Closed MihaiPotcoava closed 4 years ago
So we must always set WEBSITE_DISABLE_OVERLAPPED_RECYCLING = 1 on azure web apps?
Am I correct in assuming that, for now, you have to set WEBSITE_DISABLE_OVERLAPPED_RECYCLING = 1
- even on version 8.6.1?
We just had a site running 8.6.1 go down (all app settings as described in the docs).
It cannot hurt to have WEBSITE_DISABLE_OVERLAPPED_RECYCLING = 1
. If you are not using SqlMainDom then this is absolutely required. If you are it shouldn't be required but we have a bug where you cannot use SqlMainDom when you are load balancing (as per docs https://our.umbraco.com/documentation/Getting-Started/Setup/Server-Setup/Load-Balancing/azure-web-apps)
Thanks for the speedy reply :)
We are not load balancing, and have the SqlMainDom setting.

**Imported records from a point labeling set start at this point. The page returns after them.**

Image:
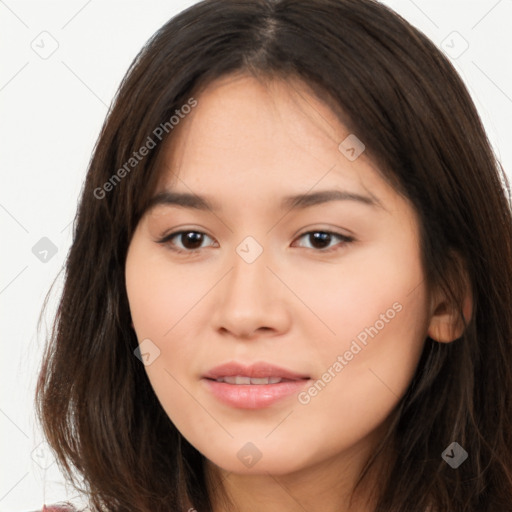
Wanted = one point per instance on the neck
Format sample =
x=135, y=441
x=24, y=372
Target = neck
x=327, y=486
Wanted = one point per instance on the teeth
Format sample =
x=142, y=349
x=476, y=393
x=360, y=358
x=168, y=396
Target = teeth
x=239, y=379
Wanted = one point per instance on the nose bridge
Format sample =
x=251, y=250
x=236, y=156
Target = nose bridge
x=250, y=297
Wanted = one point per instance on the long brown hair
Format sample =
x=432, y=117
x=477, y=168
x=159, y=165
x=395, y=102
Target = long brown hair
x=395, y=89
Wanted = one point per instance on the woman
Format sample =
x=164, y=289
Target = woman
x=291, y=276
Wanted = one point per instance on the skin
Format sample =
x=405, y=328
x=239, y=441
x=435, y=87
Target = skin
x=295, y=306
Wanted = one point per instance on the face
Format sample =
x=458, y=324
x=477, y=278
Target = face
x=278, y=333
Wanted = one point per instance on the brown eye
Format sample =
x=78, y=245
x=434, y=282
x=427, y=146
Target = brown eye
x=321, y=240
x=186, y=241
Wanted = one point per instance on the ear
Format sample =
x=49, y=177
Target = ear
x=448, y=315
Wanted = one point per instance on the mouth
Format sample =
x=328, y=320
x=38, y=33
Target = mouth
x=253, y=387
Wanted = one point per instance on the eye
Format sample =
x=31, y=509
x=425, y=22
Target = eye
x=190, y=241
x=321, y=240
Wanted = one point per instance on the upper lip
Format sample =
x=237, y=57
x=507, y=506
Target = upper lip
x=256, y=371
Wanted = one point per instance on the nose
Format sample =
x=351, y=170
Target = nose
x=251, y=301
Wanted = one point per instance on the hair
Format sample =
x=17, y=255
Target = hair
x=391, y=86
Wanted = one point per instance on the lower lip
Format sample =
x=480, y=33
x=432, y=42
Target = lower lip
x=253, y=396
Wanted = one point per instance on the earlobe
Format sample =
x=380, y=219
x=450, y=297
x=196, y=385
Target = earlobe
x=448, y=321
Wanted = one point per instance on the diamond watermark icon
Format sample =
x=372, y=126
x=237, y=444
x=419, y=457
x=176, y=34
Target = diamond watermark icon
x=249, y=454
x=147, y=352
x=454, y=45
x=454, y=455
x=44, y=250
x=351, y=147
x=249, y=249
x=45, y=45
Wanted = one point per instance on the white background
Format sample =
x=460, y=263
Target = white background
x=52, y=110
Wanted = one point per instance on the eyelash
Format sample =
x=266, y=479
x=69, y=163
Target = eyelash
x=167, y=238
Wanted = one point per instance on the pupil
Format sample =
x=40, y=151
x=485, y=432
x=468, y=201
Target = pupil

The error we got was this:
Umbraco.Core.Exceptions.BootFailedException: Boot failed.
System.UnauthorizedAccessException: Access to the path 'D:\home\site\wwwroot\App_Data\TEMP\ExamineIndexes\Internal\write.lock' is denied.
at System.IO.__Error.WinIOError(Int32 errorCode, String maybeFullPath)
at System.IO.File.InternalDelete(String path, Boolean checkHost)
at System.IO.File.Delete(String path)
at Lucene.Net.Store.SimpleFSLock.Release() in d:\Lucene.Net\FullRepo\trunk\src\core\Store\SimpleFSLockFactory.cs:line 203
at Examine.LuceneEngine.Directories.MultiIndexLock.Release() in C:\projects\examine-qvx04\src\Examine\LuceneEngine\Directories\MultiIndexLock.cs:line 68
at Lucene.Net.Index.IndexWriter.Unlock(Directory directory) in d:\Lucene.Net\FullRepo\trunk\src\core\Index\IndexWriter.cs:line 5776
at Umbraco.Examine.ExamineExtensions.ConfigureLuceneIndexes(IExamineManager examineManager, ILogger logger, Boolean disableExamineIndexing) in D:\a\1\s\src\Umbraco.Examine\ExamineExtensions.cs:line 146
at Umbraco.Examine.ExamineExtensions.<>c__DisplayClass4_0.<ConfigureIndexes>b__0() in D:\a\1\s\src\Umbraco.Examine\ExamineExtensions.cs:line 50
at System.Threading.LazyInitializer.EnsureInitializedCore[T](T& target, Boolean& initialized, Object& syncLock, Func`1 valueFactory)
at Umbraco.Examine.ExamineExtensions.ConfigureIndexes(IExamineManager examineManager, IMainDom mainDom, ILogger logger) in D:\a\1\s\src\Umbraco.Examine\ExamineExtensions.cs:line 44
at Umbraco.Web.Search.ExamineFinalComponent.Initialize() in D:\a\1\s\src\Umbraco.Web\Search\ExamineFinalComponent.cs:line 32
at Umbraco.Core.Composing.ComponentCollection.Initialize() in D:\a\1\s\src\Umbraco.Core\Composing\ComponentCollection.cs:line 32
at Umbraco.Core.Runtime.CoreRuntime.Boot(IRegister register, DisposableTimer timer) in D:\a\1\s\src\Umbraco.Core\Runtime\CoreRuntime.cs:line 188
at Umbraco.Core.Exceptions.BootFailedException.Rethrow(BootFailedException bootFailedException) in D:\a\1\s\src\Umbraco.Core\Exceptions\BootFailedException.cs:line 80
at Umbraco.Web.UmbracoInjectedModule.<>c.<Init>b__18_0(Object sender, EventArgs args) in D:\a\1\s\src\Umbraco.Web\UmbracoInjectedModule.cs:line 369
at System.Web.HttpApplication.SyncEventExecutionStep.System.Web.HttpApplication.IExecutionStep.Execute()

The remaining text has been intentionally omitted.